April 29, 2014 : SLIDESHOW: Honors Convocation Flowers Grown Each Year in Campus Greenhouse
- Cheri Russo
Communications and Marketing Manager
Lancaster – When graduates process into the gym at Ohio University Lancaster for Honors Convocation
, many of them take note of the beautiful flowers that edge the stage. What many of the students don’t know is that those flowers are grown from seed in the greenhouse on the Lancaster Campus located behind Brasee Hall by Building Maintenance Superintendent Mark Bateson.
Photo Above: Ohio University Lancaster | Pickerington Honors Convocation 2013
“I have been doing this since the greenhouse was added to our property in 2001,” said Bateson. “Back then I also helped do fundraising for the student organization Phi Theta Kappa. I grew annuals and perennials for sales in the spring and poinsettias in the fall for Christmas. This was before we partnered with Fairfield County Developmental Disabilities
and the Lancaster Greenhouse
The Lancaster Campus greenhouse is now used as part of the G.R.O.W. (Growing Resources and Opportunities for Work) Project. The project is a partnership using the campus greenhouse to provide an opportunity for people with disabilities to work in the horticulture industry. The partnership serves as a contract grower for Allen’s Lancaster Greenhouse, which sells the vegetables, flowers and grasses to the public.

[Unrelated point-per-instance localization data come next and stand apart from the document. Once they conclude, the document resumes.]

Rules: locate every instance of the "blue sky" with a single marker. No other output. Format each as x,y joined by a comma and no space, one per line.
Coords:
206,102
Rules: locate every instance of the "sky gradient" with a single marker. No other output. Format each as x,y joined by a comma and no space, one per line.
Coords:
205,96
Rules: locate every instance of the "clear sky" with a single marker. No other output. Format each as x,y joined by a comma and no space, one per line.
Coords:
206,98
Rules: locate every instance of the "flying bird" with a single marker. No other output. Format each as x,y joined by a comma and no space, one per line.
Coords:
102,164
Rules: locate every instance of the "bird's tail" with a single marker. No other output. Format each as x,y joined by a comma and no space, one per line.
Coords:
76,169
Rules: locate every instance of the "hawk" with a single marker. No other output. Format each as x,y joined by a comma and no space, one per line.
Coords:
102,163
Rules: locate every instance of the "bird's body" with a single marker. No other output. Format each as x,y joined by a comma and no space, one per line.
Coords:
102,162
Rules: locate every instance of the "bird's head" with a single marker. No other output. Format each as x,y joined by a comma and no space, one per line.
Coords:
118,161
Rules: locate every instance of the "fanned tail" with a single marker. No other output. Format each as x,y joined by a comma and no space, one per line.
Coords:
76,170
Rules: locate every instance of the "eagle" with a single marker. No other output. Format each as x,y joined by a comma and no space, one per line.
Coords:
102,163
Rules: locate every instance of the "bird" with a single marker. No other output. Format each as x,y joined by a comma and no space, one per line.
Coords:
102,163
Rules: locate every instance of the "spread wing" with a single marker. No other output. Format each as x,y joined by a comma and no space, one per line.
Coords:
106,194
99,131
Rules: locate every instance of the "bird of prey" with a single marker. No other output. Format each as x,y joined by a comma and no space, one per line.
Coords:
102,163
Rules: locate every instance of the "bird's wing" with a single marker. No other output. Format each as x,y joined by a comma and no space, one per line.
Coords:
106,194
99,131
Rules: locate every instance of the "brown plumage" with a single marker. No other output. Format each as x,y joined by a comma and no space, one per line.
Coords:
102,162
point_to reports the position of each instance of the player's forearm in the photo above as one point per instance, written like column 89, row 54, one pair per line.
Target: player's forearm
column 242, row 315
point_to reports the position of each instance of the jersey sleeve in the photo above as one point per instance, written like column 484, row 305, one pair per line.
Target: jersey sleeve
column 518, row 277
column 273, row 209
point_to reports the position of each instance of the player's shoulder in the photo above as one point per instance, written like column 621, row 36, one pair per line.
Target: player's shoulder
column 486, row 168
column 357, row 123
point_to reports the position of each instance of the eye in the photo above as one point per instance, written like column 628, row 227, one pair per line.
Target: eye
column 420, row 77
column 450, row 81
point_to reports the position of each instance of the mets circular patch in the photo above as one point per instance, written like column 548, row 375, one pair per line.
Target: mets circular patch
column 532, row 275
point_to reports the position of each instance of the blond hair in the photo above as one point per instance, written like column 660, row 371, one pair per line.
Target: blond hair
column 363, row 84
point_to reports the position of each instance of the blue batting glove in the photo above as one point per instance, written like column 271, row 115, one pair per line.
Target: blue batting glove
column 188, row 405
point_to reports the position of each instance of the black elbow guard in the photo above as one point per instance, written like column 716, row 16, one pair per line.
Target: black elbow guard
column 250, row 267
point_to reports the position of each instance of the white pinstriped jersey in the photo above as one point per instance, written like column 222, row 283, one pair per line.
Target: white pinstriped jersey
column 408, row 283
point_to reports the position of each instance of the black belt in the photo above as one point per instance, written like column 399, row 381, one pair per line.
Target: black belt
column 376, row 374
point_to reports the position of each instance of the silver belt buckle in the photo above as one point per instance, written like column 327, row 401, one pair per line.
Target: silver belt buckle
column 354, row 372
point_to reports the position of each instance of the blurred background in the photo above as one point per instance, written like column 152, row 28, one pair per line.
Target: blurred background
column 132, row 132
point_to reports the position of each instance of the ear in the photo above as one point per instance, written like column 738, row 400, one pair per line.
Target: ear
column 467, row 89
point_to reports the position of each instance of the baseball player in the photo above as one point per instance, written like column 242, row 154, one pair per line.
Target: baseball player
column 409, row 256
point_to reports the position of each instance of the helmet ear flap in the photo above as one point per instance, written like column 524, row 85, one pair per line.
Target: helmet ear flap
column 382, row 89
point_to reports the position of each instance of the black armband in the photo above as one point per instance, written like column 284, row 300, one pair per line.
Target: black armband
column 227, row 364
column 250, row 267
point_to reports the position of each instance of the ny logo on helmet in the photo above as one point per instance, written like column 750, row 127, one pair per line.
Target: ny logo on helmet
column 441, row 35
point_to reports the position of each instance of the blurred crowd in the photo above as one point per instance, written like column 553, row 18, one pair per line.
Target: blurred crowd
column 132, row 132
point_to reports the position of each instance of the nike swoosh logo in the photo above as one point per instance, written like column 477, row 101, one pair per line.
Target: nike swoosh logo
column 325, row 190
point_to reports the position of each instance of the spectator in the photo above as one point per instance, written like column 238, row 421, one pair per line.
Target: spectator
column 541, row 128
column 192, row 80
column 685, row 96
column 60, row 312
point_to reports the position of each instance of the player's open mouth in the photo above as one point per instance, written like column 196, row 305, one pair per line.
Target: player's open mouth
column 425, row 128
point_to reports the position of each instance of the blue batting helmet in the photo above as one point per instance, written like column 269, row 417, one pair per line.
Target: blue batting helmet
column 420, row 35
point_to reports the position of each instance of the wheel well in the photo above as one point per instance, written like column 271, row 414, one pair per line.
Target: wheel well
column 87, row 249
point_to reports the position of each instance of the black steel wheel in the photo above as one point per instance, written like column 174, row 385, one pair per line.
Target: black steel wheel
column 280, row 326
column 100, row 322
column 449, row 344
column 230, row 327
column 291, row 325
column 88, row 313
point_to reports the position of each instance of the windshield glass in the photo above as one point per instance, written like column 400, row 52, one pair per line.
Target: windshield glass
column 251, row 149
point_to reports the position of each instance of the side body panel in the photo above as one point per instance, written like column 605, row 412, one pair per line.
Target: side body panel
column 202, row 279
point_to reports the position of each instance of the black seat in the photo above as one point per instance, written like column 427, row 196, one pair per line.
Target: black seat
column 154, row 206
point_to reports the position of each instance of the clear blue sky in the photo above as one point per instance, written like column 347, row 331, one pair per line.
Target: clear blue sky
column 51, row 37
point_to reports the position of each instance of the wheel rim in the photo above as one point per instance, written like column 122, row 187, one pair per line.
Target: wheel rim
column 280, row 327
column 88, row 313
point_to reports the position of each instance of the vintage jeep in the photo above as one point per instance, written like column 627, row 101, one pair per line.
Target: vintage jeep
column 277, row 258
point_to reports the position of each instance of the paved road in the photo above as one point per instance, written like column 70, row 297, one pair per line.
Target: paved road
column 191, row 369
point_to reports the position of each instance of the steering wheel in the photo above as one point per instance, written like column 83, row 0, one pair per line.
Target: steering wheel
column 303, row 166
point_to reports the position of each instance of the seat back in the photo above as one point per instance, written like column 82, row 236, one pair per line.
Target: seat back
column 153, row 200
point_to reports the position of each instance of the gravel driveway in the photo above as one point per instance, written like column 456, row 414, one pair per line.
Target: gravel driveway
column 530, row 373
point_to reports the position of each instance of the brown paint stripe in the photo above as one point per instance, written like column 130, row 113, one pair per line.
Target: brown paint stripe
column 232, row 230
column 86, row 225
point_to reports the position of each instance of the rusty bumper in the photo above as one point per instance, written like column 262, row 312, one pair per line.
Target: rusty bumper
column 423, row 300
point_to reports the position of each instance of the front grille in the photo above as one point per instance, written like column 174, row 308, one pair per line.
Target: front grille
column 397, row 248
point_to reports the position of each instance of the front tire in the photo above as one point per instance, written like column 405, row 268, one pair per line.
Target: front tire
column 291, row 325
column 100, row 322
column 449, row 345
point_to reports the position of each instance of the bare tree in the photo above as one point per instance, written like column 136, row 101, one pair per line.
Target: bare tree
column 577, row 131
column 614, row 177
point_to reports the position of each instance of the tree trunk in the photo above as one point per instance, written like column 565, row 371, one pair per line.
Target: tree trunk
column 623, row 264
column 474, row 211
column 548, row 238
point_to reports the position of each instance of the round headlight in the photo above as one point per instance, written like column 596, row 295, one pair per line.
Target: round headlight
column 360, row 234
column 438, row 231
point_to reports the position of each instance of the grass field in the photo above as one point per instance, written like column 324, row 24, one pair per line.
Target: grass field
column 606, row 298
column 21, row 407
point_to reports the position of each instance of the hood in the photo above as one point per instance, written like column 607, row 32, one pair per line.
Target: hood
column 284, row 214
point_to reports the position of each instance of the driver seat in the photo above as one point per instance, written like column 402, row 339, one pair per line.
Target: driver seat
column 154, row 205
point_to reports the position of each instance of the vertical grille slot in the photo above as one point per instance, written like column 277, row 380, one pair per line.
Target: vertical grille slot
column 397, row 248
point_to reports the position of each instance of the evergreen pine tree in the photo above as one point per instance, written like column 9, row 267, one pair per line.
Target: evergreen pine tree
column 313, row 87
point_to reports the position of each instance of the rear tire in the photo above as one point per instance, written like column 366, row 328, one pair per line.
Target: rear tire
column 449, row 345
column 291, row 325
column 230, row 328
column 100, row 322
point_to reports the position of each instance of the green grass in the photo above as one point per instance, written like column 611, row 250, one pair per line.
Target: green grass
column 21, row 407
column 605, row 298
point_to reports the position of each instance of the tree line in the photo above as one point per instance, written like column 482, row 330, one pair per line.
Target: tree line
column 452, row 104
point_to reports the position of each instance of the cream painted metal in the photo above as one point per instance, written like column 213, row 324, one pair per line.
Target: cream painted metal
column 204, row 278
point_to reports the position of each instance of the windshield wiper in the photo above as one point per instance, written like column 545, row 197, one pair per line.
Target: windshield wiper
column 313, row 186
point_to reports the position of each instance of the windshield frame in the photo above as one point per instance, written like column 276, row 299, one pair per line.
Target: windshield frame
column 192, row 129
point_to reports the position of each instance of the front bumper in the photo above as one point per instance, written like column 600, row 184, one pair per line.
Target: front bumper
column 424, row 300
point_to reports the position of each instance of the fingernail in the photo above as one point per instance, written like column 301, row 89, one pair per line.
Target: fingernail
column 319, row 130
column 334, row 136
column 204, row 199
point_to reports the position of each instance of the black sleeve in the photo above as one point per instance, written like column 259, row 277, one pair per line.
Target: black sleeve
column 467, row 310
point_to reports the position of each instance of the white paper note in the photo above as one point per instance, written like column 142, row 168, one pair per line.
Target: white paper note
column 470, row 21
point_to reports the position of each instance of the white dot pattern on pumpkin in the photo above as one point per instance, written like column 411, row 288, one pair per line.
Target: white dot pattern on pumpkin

Bateson still uses a portion of the greenhouse for his yearly Honors Convocation flowers. This year he has grown more than 2100 plants. After Honors Convocation, the flowers are planted around the campus grounds.
“I think it is important to use what we have on campus to save money and add beauty to our grounds for many months to come,” said Bateson. “For me it’s a sense of pride that sets us apart from other places.”
Bateson uses mostly seeds, but he does order some finished plugs to shorten the growing season in the greenhouse. He waits for Fairfield County Developmental Disabilities and the Lancaster Greenhouse to start their operation in February to minimize the expense and then starts planting seeds and filling cell pack and pots. When the seeds have germinated, he fertilizes them with a weak solution and slowly increases the concentrate mixture. Once they are the right size, Bateson transplants them into cell packs, then some are transplanted from cell packs into pots for the Honors Convocation stage setup.
“I really do enjoy this part of my job,” said Bateson. “I like seeing the transformation from seed to plant to a mature flowering annual or perennial and getting two uses to boot. It is a win-win situation.”
Flowers on this year’s Honors Convocation stage include begonias, petunias, marigolds, and alyssum.